If 2015 is to be the year the Cats return to the Final Four for the first time since 2001, it will likely be attributed to their defense. Arizona uses their own brand of the packline defense with much success.
The Wildcats are ranked third in the country in adjusted defensive efficiency behind only Kentucky and Virginia. They are a top-30 club in opponents eFG% (44.6%). By any measure, Arizona’s defense is championship worthy. With a frontcourt stocked with NBA-level talents like Rondae Hollis-Jefferson, Brandon Ashley and Kaleb Tarczewski, the Cats protect the rim and rebound with the very best in the nation.
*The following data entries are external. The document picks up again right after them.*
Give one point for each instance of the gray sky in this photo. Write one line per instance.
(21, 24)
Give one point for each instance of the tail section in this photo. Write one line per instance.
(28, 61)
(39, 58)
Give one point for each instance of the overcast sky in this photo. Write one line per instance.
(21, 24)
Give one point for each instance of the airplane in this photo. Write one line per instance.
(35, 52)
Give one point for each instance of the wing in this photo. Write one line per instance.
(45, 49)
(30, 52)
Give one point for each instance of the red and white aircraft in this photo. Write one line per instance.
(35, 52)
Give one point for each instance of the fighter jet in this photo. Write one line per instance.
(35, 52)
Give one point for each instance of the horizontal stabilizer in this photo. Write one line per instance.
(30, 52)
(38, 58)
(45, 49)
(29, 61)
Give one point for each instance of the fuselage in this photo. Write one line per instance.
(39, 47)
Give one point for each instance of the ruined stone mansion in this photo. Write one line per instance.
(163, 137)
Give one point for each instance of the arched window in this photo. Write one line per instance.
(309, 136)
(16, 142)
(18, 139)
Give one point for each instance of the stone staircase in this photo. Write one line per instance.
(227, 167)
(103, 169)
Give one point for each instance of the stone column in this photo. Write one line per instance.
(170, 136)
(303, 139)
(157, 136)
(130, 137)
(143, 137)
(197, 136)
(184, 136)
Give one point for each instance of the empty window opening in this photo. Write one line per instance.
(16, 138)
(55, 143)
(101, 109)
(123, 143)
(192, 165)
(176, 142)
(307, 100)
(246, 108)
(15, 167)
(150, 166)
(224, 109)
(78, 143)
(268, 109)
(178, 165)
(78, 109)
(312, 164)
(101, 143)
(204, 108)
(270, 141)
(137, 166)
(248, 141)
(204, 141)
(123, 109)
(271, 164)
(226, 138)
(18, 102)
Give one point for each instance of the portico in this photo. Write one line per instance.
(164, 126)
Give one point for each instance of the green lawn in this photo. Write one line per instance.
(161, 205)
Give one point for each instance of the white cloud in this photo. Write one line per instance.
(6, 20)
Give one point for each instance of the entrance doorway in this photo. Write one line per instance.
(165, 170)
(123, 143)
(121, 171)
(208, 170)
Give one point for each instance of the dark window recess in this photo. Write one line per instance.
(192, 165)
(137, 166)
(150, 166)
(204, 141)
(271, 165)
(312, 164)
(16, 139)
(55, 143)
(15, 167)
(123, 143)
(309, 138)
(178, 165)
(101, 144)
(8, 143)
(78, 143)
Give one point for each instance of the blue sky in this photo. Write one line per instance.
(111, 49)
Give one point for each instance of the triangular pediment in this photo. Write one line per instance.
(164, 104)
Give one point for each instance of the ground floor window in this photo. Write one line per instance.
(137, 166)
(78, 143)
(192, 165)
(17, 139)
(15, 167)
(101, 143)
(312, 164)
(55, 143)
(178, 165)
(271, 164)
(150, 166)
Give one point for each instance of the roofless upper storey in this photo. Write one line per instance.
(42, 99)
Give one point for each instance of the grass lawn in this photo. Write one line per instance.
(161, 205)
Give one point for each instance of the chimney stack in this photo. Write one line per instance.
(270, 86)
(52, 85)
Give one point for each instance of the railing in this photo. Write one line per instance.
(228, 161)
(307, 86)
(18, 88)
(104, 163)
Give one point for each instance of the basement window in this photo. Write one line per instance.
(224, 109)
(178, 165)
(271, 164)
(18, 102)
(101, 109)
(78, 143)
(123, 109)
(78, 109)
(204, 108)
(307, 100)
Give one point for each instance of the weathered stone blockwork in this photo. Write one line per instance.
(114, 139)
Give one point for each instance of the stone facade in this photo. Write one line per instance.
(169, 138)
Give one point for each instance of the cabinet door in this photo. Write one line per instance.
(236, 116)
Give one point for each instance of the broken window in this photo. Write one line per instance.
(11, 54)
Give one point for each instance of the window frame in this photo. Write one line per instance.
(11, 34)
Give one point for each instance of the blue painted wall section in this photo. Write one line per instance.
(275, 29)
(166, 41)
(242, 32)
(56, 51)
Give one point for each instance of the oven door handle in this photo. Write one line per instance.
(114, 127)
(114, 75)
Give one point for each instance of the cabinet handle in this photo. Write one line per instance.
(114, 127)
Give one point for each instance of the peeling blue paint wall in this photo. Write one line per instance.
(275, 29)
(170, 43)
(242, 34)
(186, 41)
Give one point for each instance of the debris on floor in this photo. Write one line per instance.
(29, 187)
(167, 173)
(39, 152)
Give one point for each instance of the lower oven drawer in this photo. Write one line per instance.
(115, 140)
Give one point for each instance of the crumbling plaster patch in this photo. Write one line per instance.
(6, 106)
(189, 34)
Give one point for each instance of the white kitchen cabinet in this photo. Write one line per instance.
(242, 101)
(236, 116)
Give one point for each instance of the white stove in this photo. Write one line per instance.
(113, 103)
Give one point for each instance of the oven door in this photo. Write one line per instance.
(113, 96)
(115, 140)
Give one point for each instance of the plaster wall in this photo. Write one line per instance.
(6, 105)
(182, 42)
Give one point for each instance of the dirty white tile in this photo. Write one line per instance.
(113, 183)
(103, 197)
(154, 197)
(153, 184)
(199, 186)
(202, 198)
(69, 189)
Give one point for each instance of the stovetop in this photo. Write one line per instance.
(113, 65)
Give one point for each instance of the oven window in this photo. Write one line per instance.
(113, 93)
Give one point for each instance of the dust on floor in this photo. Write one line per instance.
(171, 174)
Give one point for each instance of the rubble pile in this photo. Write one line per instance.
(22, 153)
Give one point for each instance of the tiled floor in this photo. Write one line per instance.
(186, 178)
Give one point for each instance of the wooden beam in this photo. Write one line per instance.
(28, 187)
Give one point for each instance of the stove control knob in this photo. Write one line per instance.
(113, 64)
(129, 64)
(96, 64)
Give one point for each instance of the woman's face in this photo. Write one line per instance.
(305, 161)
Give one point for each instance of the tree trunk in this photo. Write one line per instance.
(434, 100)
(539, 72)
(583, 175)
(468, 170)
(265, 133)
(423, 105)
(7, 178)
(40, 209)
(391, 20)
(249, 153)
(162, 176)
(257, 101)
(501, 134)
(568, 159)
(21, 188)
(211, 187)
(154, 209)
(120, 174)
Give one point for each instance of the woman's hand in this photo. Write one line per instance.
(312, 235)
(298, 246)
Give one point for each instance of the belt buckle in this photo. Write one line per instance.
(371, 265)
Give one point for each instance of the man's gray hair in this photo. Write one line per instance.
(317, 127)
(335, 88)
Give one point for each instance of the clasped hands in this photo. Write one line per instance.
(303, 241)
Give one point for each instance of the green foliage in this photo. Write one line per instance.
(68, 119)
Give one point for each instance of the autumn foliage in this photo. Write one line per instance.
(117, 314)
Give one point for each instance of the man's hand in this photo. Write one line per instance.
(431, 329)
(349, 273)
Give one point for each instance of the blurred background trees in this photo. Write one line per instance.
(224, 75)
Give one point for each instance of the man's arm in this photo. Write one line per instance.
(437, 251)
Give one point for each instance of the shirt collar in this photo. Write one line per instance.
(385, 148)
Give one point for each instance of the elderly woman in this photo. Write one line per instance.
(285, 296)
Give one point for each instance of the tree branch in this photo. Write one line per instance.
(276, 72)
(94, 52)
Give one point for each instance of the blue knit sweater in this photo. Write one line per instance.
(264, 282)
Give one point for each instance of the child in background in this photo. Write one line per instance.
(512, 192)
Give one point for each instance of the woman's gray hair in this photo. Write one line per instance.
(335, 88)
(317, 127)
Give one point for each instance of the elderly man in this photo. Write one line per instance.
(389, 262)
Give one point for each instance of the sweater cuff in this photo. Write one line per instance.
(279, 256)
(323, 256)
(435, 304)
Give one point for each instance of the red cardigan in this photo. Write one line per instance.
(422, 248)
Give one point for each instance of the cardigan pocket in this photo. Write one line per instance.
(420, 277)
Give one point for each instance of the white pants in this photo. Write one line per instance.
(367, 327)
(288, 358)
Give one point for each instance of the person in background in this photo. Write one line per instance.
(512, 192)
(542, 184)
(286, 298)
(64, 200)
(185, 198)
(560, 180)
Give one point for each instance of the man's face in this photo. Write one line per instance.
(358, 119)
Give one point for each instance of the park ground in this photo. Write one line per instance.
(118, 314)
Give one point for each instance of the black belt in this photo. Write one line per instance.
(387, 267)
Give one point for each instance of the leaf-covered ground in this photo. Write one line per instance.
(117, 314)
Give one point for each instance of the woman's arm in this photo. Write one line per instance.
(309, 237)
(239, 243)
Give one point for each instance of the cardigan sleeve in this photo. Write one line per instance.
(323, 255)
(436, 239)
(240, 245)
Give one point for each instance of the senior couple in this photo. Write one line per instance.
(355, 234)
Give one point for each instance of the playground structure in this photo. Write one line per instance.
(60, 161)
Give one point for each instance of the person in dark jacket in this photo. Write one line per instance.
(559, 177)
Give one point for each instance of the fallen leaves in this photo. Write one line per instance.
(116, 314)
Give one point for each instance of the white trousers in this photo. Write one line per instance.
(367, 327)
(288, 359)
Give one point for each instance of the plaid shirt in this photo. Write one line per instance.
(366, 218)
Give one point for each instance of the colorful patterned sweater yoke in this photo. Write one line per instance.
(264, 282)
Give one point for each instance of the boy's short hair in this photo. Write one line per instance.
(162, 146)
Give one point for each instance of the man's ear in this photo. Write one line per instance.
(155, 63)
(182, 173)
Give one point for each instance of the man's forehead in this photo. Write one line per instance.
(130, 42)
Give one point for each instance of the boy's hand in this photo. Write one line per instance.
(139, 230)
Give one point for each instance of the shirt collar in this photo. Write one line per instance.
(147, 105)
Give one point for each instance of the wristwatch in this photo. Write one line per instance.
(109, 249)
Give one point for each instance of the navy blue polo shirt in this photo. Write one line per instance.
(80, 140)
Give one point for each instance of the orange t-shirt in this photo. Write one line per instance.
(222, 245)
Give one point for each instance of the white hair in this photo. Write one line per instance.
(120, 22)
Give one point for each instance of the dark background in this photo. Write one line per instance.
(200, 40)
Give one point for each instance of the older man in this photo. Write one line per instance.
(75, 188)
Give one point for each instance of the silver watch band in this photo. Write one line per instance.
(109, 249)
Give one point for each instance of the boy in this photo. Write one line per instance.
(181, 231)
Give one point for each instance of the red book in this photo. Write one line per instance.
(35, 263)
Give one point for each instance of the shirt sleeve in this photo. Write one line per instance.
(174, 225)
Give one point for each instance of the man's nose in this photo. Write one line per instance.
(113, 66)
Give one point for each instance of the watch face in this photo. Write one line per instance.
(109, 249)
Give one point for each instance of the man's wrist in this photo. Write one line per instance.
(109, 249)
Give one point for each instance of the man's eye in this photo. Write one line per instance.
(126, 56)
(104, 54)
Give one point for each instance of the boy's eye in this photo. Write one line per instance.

Because of this strong defense, when the Wildcats falter, their offense gets the blame. That criticism might be unfair, though, as Arizona ranks 11th in adjusted offensive efficiency. At first glance, the Cats do not have a “beautiful” offense, but they limit turnovers, only giving it away on 17.2% of their possessions. They rebound 34.6% percent of their misses and are eighth in the country in free throw rate of 47.5. (hoop-math.com)
Offensively, the Wildcats are solid in many areas and elite in none. The word “solid” does not evoke images of flawless ball movement and inside-out threes, but it is an apt descriptor. Arizona’s offensive strengths lie in their ability to play fast, but not always beautiful, basketball. Let’s take a closer look at the Arizona transition attack.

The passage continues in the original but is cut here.